Ayrıca, bizim için önemli olan o ülkelerin iç politika sorunları değildir, onların göçmenlere karşı tavrı önemlidir ama bizim gündemimizde birinci sırayı almaz. Bizim asıl sorunumuz FETÖ’ye, PKK’ya, PYD’ye, DHKP-C’ye kimin destek verdiğidir. Bunlara destek veren her hangi bir güç, kendisini ne kadar demokrat, barışçı, insan sever ilan ederse etsin, bizim için ırkçı da odur, faşist de odur, her türlü melanet de en çok onda bulunur.

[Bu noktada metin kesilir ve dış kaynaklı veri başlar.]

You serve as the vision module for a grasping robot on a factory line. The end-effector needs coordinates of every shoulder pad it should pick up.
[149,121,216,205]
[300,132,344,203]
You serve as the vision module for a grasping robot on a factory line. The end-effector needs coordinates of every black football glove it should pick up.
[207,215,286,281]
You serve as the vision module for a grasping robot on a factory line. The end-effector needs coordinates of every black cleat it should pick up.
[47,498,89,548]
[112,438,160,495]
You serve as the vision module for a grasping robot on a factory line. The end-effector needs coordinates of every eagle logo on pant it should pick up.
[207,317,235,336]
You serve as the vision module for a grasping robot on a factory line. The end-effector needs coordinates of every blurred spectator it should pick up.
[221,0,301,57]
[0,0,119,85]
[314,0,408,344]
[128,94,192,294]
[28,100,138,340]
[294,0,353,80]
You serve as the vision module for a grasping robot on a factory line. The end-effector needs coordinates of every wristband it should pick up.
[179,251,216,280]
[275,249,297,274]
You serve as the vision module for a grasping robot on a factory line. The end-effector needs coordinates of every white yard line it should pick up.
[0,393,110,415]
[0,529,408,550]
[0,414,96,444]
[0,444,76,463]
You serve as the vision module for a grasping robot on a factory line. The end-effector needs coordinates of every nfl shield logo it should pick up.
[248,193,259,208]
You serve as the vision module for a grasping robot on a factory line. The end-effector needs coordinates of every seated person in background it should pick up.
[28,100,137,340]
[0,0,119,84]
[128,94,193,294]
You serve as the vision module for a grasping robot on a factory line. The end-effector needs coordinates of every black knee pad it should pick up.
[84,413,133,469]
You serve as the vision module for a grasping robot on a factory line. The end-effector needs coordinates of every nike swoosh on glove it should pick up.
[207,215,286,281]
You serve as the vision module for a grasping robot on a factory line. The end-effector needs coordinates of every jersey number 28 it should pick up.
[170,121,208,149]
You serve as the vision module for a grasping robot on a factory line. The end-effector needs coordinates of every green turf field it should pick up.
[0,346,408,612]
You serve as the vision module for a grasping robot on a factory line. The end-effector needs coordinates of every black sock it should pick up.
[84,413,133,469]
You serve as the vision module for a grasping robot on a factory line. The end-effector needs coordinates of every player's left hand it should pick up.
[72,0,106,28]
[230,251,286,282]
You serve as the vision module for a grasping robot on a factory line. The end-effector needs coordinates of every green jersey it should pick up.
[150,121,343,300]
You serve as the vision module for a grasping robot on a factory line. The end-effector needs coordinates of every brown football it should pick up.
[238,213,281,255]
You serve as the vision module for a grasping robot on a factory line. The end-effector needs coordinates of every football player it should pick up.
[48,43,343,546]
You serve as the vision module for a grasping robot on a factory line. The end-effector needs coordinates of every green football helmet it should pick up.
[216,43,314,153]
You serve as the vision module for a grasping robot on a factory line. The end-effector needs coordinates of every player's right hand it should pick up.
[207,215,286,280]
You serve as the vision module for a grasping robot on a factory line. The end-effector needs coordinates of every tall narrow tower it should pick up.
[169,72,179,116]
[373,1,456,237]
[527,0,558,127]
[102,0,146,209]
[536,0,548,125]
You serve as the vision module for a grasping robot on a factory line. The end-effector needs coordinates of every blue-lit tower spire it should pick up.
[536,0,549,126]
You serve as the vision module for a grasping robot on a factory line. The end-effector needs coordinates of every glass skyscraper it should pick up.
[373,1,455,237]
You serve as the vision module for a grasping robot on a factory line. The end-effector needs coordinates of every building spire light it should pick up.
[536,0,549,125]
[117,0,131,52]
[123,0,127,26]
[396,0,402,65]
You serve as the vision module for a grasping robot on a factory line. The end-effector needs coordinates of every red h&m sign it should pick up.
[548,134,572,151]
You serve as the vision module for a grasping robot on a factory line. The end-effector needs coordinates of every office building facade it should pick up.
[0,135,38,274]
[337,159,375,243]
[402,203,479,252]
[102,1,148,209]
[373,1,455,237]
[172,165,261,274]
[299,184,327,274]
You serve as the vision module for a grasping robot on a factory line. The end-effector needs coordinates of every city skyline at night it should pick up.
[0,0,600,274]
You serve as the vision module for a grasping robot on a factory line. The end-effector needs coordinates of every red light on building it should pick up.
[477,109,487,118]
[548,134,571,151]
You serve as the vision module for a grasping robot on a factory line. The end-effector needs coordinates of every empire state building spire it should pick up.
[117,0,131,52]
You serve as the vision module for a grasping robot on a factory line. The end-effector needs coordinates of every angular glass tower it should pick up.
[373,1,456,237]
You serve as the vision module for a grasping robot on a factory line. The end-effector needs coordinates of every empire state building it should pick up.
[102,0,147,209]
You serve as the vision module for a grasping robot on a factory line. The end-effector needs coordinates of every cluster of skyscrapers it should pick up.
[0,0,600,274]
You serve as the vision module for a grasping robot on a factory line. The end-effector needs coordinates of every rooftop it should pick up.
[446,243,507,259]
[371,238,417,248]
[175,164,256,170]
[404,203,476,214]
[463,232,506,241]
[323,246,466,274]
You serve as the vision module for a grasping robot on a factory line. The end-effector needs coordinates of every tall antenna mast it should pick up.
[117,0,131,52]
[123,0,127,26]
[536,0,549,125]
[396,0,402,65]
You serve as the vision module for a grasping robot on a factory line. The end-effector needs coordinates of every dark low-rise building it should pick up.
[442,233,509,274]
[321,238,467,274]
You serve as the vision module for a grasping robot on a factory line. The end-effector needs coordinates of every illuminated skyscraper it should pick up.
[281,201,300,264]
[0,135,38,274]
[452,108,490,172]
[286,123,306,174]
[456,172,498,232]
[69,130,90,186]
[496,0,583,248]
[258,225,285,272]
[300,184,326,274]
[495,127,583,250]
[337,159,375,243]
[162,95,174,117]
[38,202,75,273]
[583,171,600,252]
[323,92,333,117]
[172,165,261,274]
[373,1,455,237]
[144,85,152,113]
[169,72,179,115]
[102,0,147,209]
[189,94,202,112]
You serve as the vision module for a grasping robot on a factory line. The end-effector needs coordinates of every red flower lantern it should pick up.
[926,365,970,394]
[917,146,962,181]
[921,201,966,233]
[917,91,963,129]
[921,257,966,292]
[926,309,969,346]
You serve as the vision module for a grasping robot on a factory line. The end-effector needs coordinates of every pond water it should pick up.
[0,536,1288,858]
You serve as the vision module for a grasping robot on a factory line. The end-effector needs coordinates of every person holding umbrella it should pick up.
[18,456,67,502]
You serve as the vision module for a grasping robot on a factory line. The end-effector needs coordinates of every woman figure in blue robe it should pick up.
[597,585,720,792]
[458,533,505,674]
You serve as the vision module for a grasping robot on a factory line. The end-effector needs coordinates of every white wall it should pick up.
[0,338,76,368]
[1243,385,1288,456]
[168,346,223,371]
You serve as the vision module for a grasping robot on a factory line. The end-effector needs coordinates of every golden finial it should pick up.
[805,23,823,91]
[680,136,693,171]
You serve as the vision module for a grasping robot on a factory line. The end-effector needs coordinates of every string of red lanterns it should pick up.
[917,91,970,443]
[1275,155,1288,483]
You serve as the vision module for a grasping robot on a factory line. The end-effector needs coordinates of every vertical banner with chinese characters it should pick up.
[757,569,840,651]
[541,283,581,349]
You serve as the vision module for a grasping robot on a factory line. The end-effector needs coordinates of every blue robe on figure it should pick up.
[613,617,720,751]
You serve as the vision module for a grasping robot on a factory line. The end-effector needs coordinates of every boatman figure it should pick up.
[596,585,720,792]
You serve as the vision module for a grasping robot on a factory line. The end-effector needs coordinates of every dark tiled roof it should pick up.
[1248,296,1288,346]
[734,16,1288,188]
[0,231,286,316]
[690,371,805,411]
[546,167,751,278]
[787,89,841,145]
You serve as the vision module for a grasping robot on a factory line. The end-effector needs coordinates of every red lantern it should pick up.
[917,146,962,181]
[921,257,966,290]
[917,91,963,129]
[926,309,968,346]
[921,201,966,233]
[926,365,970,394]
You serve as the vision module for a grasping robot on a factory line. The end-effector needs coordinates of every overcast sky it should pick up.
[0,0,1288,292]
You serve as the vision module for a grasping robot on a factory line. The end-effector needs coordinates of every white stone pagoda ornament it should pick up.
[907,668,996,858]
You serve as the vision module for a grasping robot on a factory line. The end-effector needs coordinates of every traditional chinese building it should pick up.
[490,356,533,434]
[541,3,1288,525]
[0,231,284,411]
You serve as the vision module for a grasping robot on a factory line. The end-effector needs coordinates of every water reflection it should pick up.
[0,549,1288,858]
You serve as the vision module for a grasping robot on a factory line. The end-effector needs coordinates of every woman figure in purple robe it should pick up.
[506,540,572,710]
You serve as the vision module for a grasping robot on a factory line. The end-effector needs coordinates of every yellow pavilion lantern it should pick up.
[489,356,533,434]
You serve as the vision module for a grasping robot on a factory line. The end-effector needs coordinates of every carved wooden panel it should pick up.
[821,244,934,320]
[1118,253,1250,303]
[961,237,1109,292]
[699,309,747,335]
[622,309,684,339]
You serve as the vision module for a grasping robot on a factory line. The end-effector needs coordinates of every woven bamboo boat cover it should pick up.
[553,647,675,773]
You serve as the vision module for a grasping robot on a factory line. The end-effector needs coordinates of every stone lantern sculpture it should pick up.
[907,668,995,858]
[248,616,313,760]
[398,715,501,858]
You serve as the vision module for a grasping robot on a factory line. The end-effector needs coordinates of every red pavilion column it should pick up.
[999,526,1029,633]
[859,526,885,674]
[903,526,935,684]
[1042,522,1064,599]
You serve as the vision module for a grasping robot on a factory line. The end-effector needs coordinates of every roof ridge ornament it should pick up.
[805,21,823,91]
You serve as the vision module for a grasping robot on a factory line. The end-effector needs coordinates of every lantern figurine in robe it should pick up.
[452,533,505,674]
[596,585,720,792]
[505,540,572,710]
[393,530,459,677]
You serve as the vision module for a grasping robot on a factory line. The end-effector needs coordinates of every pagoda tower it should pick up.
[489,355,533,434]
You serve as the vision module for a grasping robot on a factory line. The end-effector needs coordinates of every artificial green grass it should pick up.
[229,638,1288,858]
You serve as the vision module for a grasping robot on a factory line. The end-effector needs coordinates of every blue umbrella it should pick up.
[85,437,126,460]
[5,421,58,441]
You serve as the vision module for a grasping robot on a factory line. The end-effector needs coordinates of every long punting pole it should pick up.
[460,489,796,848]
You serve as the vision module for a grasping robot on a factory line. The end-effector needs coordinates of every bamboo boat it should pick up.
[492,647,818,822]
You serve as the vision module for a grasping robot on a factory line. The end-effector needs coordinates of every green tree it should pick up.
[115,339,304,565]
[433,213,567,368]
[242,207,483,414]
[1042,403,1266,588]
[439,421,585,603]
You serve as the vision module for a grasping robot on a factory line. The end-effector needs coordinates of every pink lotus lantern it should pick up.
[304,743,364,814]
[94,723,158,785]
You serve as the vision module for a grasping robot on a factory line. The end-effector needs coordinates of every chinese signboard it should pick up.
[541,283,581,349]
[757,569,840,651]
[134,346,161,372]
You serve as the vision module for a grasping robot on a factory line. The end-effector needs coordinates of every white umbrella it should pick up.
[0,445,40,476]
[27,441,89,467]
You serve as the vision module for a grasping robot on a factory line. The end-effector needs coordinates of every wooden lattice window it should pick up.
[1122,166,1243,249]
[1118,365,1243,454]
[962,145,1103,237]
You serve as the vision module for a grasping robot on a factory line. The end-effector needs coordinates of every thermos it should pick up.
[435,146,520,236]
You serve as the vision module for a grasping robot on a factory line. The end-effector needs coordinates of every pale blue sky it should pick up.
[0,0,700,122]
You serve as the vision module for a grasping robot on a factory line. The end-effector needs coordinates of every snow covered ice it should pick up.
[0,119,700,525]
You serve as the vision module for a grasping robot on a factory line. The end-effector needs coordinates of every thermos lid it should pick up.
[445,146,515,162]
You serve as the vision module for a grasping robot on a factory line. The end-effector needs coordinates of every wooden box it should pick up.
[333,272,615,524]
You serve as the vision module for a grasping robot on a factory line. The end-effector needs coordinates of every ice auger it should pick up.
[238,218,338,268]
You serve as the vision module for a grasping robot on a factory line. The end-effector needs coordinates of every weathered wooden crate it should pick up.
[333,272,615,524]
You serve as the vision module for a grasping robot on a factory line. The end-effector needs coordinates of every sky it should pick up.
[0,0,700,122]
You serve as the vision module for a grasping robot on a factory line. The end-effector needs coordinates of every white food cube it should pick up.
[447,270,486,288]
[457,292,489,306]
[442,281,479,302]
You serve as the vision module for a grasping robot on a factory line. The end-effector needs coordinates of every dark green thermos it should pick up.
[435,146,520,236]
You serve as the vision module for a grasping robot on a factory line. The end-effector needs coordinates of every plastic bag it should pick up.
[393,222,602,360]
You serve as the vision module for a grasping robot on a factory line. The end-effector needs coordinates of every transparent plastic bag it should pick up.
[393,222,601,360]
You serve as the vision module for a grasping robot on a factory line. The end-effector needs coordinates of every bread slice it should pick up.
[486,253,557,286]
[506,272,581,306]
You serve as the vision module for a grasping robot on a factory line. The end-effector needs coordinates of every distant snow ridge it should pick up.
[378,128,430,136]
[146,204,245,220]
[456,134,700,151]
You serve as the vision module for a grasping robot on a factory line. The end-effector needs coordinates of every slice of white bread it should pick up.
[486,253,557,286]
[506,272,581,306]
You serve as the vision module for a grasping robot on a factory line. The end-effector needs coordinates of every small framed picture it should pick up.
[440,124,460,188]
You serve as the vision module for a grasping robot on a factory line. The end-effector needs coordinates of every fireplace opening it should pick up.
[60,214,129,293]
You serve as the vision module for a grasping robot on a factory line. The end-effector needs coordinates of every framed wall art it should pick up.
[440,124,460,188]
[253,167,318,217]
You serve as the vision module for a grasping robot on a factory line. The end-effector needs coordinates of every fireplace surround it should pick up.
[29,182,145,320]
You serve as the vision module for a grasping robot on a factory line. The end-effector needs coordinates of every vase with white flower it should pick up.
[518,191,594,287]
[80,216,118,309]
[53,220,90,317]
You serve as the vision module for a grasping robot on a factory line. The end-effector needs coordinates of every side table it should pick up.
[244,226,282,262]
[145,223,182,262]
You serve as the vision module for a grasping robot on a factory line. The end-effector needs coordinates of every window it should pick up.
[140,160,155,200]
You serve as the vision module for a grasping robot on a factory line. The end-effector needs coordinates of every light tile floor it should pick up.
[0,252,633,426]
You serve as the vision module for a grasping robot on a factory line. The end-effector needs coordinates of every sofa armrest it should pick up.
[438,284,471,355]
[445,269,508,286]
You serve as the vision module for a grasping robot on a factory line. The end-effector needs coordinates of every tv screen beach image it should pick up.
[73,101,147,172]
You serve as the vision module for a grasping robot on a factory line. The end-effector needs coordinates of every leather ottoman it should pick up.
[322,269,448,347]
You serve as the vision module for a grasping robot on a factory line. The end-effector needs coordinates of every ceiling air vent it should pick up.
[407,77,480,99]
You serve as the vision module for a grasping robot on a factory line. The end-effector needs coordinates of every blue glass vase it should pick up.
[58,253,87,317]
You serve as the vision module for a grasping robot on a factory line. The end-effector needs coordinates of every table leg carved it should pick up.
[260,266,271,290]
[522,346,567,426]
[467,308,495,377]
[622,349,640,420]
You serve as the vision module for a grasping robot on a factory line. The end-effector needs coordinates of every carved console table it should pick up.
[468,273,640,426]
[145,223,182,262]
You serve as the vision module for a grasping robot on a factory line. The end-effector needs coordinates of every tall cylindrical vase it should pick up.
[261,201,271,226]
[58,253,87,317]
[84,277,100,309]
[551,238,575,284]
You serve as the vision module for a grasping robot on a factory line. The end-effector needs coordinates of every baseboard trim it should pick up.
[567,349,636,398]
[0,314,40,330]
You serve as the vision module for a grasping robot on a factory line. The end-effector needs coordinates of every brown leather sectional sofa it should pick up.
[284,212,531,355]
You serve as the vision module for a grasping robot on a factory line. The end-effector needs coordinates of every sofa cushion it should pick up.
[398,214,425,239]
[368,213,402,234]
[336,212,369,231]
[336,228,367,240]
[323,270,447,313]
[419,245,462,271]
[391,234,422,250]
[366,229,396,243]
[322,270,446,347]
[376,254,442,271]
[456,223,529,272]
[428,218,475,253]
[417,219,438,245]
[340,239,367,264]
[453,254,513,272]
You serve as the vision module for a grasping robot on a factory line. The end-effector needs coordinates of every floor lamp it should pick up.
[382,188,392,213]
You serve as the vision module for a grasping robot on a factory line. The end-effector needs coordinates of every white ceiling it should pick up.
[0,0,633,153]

Gerçek bu kadar açıkken, birçok aydınımız, siyasimiz AB yöneticileriyle, Batı Avrupa’nın yerleşik düzeniyle aynı dili konuşuyorlar, onlarla aynı suçlamaları paylaşıyorlar. Tabii diplomatik amaçlarla ve münazara maksadıyla sarf edilen cümleleri kast etmiyorum ama ülkemizi sanki bazı muhalif akımlara karşı AB yöneticileriyle aynı saftaymış gibi gösteren yaklaşımlar yanlıştır. Biz AB’nin sistem partilerinin milliyetçi muhalefete karşı mücadelesini destekleyemeyiz. Bizim düşmanımız milliyetçiler değil küreselcilerdir. Milliyetçilerle bir şekilde pazarlık yapıp güç dengesine göre ortak bir nokta bulabiliriz. Ancak ülkemizi bölüp parçalamak, yıkmak, kendi rejimlerinin esiri haline getirmek isteyen küresel güçlerle hiçbir ortak noktamız olamaz.
Küreselci Türkler
Dünyada son çeyrek yüzyılda etkili olup bugün devirleri kapanmış bulunan küreselciler ülkemize büyük zararlar vermiştir. Türkiye’ye bir modeli dayatmak istemişlerdir. Ekonomide liberal, kültür ve hayat tarzında batıcı, din anlayışında diyalogcu, yönetimde Amerikan takipçisi olma modelidir bu. Ekonomiyi IMF’ye, finansı derecelendirme kuruluşlarına, orduyu NATO’ya, hukuk ve politikayı AB’ye, dini ve inancı da Fethullah Gülen’e teslim etmektir. Bu modelin bir yanını alıp, diğer yanlarını istemiyorum demek bir elbisenin sadece kollarını ya da yakasını giymeye benzer ki bu mümkün değildir. Dolayısıyla AB’nin bugün hâlâ küreselciliğe devam eden ve uzatmaları oynayan yöneticileriyle hiçbir konuda mutabakatımız veya ortak mevzuatımız olamaz.
Ukrayna’dan ders
Demokrasi gerekçesiyle şu saatte hâlâ AB hayalleri peşinde koşmak aymazlıktır. AB’nin kurulduğu andan beri herhangi bir ülkeye demokrasi getirdiği görülmemiştir. Son yıllarda yayıldıkları Doğu Avrupa tam bir mafya ve faşist rejimler bölgesine dönüşmüştür. AB’nin vizeyi kaldırma, para yardımı ve üyelik süreciyle aldattığı Ukrayna’nın başına neler geldiğini görüyoruz. Bisküvi kralını başkan yaptılar, ülke yolsuzluğa boğuldu, sokaklar faşist çetelerin eline geçti, ülkenin yarısı ve Kırım elden gitti. Üstelik AB ne vizeyi kaldırdı, ne de oraya tek kuruş verdi. Komşuya bakıp, ders alalım.